Alistair Paterson then gave us the benefit of his huge stage presence, reading several of his poems that are online, as well as a recent poem inspired by Piha, in a passionate and confident voice. The repetition of words and phrases in his work, with different intonations and associations, belied the apparent simplicity and made his reading enjoyable and challenging.
Siobhan Harvey performed several of her poems, all from her collection Lost Relatives, that are on the website. Her slow, rich performance with careful enunciations and heavy silences built a tension into her work that followed on with common themes of migration, communication, cultural clashes and inheritance.

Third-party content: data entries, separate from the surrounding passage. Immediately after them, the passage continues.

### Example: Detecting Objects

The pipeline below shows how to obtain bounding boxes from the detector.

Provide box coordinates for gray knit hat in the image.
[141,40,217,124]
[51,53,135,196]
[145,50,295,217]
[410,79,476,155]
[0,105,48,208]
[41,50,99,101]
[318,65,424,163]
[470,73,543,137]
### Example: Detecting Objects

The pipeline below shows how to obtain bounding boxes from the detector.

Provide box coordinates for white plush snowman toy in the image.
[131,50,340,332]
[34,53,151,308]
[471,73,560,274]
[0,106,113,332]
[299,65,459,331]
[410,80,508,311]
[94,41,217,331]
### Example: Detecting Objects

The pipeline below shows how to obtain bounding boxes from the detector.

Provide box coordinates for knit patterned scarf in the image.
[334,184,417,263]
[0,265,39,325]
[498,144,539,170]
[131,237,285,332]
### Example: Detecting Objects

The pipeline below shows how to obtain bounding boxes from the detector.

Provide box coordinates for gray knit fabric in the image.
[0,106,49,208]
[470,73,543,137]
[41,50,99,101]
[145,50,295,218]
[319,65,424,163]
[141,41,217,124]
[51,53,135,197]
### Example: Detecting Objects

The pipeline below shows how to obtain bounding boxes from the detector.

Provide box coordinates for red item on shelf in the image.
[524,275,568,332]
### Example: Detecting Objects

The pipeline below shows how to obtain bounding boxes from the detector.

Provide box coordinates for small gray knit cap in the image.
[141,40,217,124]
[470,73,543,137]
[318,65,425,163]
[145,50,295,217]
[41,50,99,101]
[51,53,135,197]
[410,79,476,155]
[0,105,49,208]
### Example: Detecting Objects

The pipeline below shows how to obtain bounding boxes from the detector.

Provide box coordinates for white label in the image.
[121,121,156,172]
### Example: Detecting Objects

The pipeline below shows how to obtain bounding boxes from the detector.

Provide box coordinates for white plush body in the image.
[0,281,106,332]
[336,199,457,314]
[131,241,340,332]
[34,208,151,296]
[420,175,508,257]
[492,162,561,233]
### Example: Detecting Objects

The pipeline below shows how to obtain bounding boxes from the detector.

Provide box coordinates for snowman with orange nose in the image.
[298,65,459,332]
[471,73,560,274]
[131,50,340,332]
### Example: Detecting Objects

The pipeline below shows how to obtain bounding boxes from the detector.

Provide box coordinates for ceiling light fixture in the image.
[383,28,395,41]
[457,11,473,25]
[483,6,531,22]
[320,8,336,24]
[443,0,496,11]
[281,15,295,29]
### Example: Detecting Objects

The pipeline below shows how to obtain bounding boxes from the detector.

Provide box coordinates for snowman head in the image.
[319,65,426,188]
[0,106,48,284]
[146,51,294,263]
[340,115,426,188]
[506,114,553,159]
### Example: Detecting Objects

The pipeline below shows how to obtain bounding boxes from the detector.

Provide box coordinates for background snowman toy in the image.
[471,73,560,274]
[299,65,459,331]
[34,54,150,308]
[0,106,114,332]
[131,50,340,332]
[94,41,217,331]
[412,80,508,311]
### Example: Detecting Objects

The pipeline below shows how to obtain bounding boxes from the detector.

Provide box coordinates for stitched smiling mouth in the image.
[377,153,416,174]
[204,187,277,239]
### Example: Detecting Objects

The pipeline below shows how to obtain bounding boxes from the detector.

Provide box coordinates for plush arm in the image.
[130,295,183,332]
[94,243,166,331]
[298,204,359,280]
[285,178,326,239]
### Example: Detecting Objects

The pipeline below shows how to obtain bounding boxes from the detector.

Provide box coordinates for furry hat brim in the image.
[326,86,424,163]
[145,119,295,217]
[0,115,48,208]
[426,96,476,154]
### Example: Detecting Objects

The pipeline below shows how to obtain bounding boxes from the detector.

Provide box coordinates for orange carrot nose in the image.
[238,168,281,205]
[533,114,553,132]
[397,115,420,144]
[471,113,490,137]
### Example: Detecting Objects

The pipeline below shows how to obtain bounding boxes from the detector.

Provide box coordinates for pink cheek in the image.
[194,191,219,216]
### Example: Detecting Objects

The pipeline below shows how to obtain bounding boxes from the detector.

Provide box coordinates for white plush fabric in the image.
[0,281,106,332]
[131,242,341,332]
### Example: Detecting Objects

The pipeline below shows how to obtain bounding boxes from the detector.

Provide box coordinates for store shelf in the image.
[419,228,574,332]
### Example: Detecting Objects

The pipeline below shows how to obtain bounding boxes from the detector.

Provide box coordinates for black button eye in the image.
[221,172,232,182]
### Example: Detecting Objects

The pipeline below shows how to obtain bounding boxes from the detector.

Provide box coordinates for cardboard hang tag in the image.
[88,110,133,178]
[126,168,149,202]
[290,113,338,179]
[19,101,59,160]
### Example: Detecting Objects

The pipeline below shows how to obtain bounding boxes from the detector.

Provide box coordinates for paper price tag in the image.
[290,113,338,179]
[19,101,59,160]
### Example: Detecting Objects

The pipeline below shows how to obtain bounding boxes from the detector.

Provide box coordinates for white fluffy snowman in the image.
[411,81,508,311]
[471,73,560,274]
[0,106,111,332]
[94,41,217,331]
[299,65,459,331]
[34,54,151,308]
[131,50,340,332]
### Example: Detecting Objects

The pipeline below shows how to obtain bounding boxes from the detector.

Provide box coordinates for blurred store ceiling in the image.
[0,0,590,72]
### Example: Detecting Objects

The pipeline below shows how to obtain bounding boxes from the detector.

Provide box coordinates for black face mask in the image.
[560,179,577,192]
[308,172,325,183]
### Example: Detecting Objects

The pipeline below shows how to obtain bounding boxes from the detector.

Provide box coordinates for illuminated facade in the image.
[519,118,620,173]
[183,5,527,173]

Siobhan was followed by Diana Bridge, who commented in her quiet, wry way, that she felt her voice was too “standard”. Still, her carefully-enunciated and modulated performance made the most of her thoughtful poems, all with multi-cultural influences and settings, and with her short introductions to each which gave an interesting sense of what sparked her work.
The last poet was Anna Jackson, reading the beginning and ending sections of her revisioning of Dante’s Inferno, The long road to teatime. Anna apologised for the apparent hubris of some lines, commenting that as an unpublished poet at the time of writing, she needed to convince herself of being a new poet as well as a first-time mother. Her somewhat skittery, charming performance, with expressive facial gestures, made an apt ending to a session that had begun with the sonorous Brasch.
This launch was an enjoyable session, with an opportunity to talk to the poets afterwards. Despite the perception of the online world as an easy way to bridge cultures and locations, it was clear that this does not resolve all difficulties of communication and understanding. Indeed, as the audience filtered out to join the other visitors at the Pah Homestead who did not attend the poetry launch, it seemed that poetry is not just a way to communicate, but also a culture that needs bridges to other worlds.